关 键 词:铁/代谢  DNA甲基化  组蛋白类/蛋白质修饰  微RNA  表观遗传  综述  
收稿时间:2019-11-19

Progress on epigenetic regulation of iron homeostasis
DUAN Lingyan,YIN Xiangju,MENG Hong'en,FANG Xuexian,MIN Junxia,WANG Fudi. Progress on epigenetic regulation of iron homeostasis[J]. Journal of Zhejiang University. Medical sciences, 2020, 49(1): 58-70. DOI: 10.3785/j.issn.1008-9292.2020.02.25
Authors:DUAN Lingyan  YIN Xiangju  MENG Hong'en  FANG Xuexian  MIN Junxia  WANG Fudi
Affiliation:1. School of Medicine, Zhejiang University, Hangzhou 310058, China2. School of Resources and Environment, Henan Polytechnic University, Jiaozuo 454000, Henan Province, China
Abstract:Iron homeostasis plays an important role for the maintenance of human health. It is known that iron metabolism is tightly regulated by several key genes, including divalent metal transport-1(DMT1), transferrin receptor 1(TFR1), transferrin receptor 2(TFR2), ferroportin(FPN), hepcidin(HAMP), hemojuvelin(HJV) and Ferritin H. Recently, it is reported that DNA methylation, histone acetylation, and microRNA (miRNA) epigenetically regulated iron homeostasis. Among these epigenetic regulators, DNA hypermethylation of the promoter region of FPN, TFR2, HAMP, HJV and bone morphogenetic protein 6 (BMP6) genes result in inhibitory effect on the expression of these iron-related gene. In addition, histone deacetylase (HADC) suppresses HAMP gene expression. On the contrary, HADC inhibitor upregulates HAMP gene expression.
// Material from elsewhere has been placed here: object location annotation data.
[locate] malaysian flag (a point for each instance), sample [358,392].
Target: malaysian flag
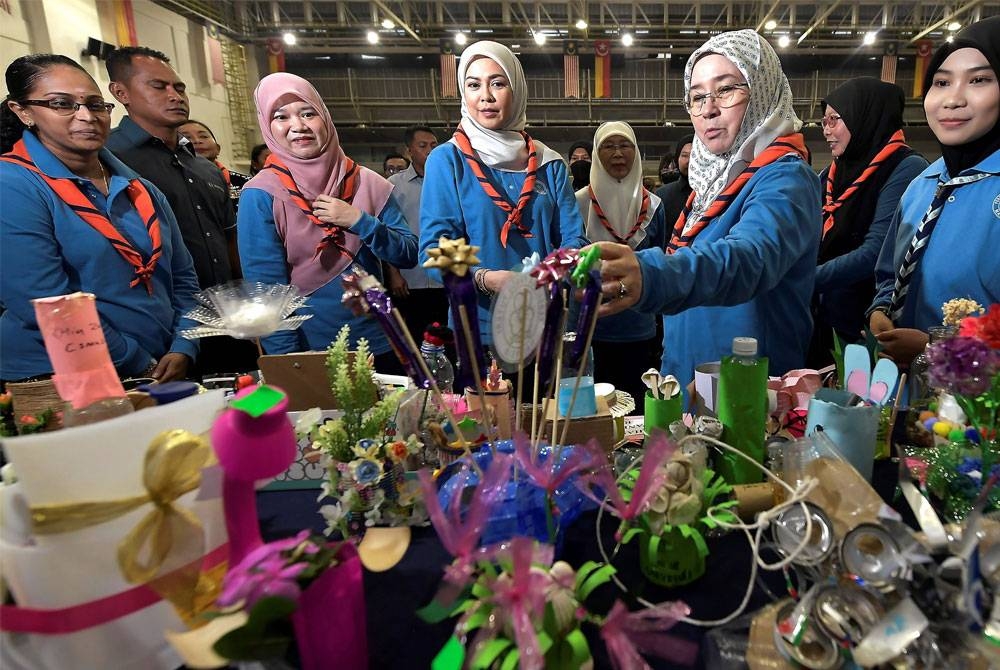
[571,70]
[889,58]
[449,72]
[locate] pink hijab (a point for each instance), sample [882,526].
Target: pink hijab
[313,176]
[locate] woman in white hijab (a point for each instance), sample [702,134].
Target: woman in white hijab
[742,257]
[493,184]
[616,207]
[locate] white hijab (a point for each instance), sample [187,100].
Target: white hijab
[620,200]
[769,114]
[502,149]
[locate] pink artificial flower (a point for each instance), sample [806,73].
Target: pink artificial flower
[519,597]
[650,481]
[265,572]
[461,538]
[550,474]
[629,634]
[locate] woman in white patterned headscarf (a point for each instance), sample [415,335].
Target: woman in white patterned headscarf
[742,257]
[617,208]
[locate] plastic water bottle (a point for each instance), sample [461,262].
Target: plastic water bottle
[441,369]
[742,409]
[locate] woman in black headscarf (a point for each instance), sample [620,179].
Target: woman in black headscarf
[943,241]
[872,166]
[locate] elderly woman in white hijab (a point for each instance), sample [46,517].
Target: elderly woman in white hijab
[742,256]
[492,183]
[617,208]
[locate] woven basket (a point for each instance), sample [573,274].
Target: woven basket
[33,398]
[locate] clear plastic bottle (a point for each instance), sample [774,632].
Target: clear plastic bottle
[432,349]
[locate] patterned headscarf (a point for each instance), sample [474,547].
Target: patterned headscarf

Additional reports showed that miRNA can also modulate iron absorption, transport, storage and utilization via downregulation of DMT1, FPN, TFR1, TFR2, Ferritin H and other genes. It is noteworthy that some key epigenetic regulatory enzymes, such as DNA demethylase TET2 and histone lysine demethylase JmjC KDMs, require iron for the enzymatic activities. In this review, we summarize the recent progress of DNA methylation, histone acetylation and miRNA in regulating iron metabolism and also discuss the future research directions.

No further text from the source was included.